# My Smoker Won't Bark!



## meandmytwodogs (Mar 3, 2008)

Hey now!  I'm in Omaha, Ne. and have been smoking meat for about 10 years.  I got started by making jerkey for my hunter buddies. They'd all gotten tired of the labor envolved with making jerky, but me (not a hunter at that time) was new to it and didn't, and still don't mind the effort it takes. Only now I'm only doin my own game.  I use a Brinkman PitMaster Deluxe which is deffinetly an entry level smoker, but she has served me very well over the last decade.  My biggest gripe is that I cannot seem to get my food to "bark" like I've seen and eaten so many times. I love my food to have that burnyness (yes, I also like to make up my own vocabulary) and my grill only turns food red.  What gives? Is it because this grill has no baffle?  Am I not preparing my meat correctly? I even used Jeff's rub this weekend and had red spare ribs.  They were good as hell, but still not what I want to achieve. When I've tried Brisket, I have the same results.  I am currently in the market for a new smoker. I've been eyeballing a LandMann BlackDog 42". I've never seen this grill in person, only online but it looks pretty nice and has more room that the Cimmaron. I guess I'm particular to a horizontal smoker and it *HASto be charcoal. Anybody know much about this grill? AND WHAT HAVE I BEEN DOING WRONG FOR SO MANY YEARS?  I love the Smoking-Meat Forum and have had a blast reading evryone's posts.
GLAD TO BE HERE! 
	

	
	
		
		



		
			




*


----------



## flash (Mar 3, 2008)

Type of rub has alot to do with it. Also higher temps and no foil. I use to do my butts fat cap up, but it hindered the bark formation. Fat cap down and I am rockin and rollin.  Rubs with more sugar in them tend towards better bark also. Wrapping in foil will hurt bark formation some due to steaming the meat. So try and let a good bark form before wrapping with foil.


----------



## xtexan (Mar 3, 2008)

A couple of questions..
What do you spray/ mop with? Sugars and alcohol mixes are great.
Also, after smoking low and slow for the first 2 hrs have you tried cranking up the heat to 350*-375*? I did this last week and had a beautiful bark on my brisket. I hi-heated to 160* internal temp then foiled to 180* then unfoiled to 195*. Then pulled it off and let it rest for an hour.
Also, I found that spraying is better than mopping because you don't mop the rub off, better bark.
My $.02


----------



## fireguy (Mar 3, 2008)

Welcome, its good to have another Husker in the Crowd.


----------



## capt dan (Mar 3, 2008)

Gotta agree with Flash and Xtex.Good advice. How long do you cook those ribs? What is your grate temp? Water pan or not?

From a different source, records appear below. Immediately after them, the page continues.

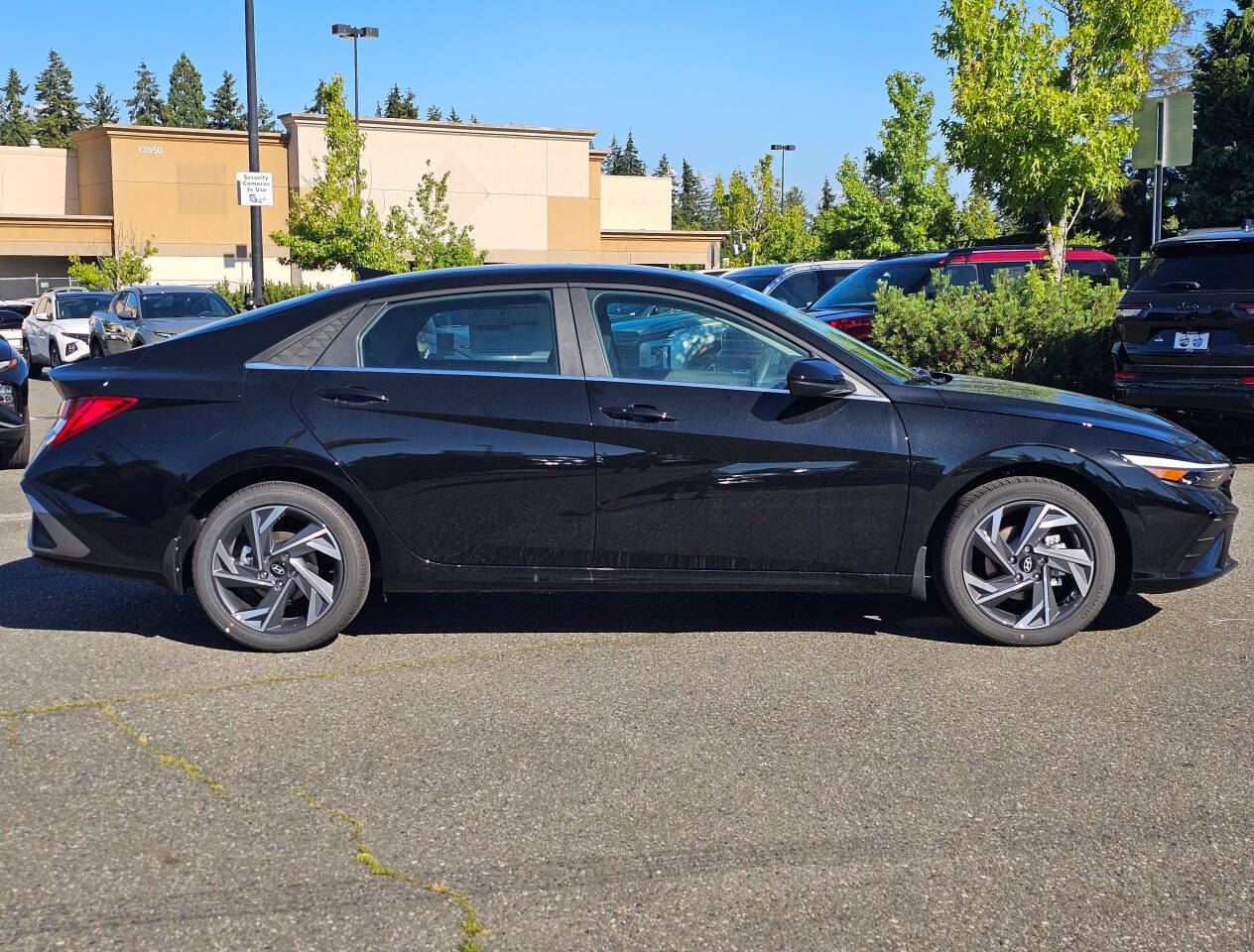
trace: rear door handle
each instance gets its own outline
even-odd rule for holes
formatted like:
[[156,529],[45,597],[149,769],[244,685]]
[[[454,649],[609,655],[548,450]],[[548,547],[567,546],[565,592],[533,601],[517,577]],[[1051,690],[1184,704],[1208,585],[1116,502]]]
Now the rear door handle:
[[375,394],[364,386],[325,386],[314,393],[331,403],[356,404],[359,406],[387,403],[386,394]]
[[601,413],[611,420],[631,420],[633,423],[675,423],[675,416],[648,404],[631,406],[602,406]]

I would advise to not mop or spritz as often, to make a tougher/darker bark, or possibly mixing some brown sugar with your mop/spray to help darken the outer layer. Fat cap down for sure!

Flash, that pic is makin my  tummy growl!


----------



## kookie (Mar 4, 2008)

Welcome to the site...............Glad to have you here........Don't forget to post q-view of your smokes for us..............


----------



## mossymo (Mar 4, 2008)

meandmytwodogs
Everyone else has allready answered what my thoughts are (sugar in juices and alchohol), so all I can do is say welcome to SMF and I look forward to your future posts !!!


----------



## cubguy17 (Mar 4, 2008)

Slather some mustard on that S.O.B. before the rub, and smoke, I usually wait to mop or spritz until 2 or three hours of smoke has hit it too. Is slather a word or did I just make up some new english too?


----------



## richtee (Mar 4, 2008)

LOL...U go Harry!

Beat me to it!


Dammit  POINTS!


----------



## salmonclubber (Mar 4, 2008)

well if you can get your smoker to sit and rollover your good to go LOL


----------



## meandmytwodogs (Mar 4, 2008)

Thanks to everyone for the advice.  The mop I use is a vinegar base with not much sugar.  There is brown sugar in the rub but not a lot really.  I keep my grill running 220-250 and smoked the ribs for seven and a half hours mopping every 45 min or hour after the first two hours.  I think I will try upping the sugar a bit and and possibly even an apple/burbon mop with a sprayer. This weekend isounds like a good time to try the changes.  I'll post some pics when I can, but my camera got dropped and isn't feeling so well lately.
Thanks again. I appreciate the support!


----------



## navionjim (Mar 4, 2008)

Try some apple juice in your mop, it works well for me.
Jimbo


----------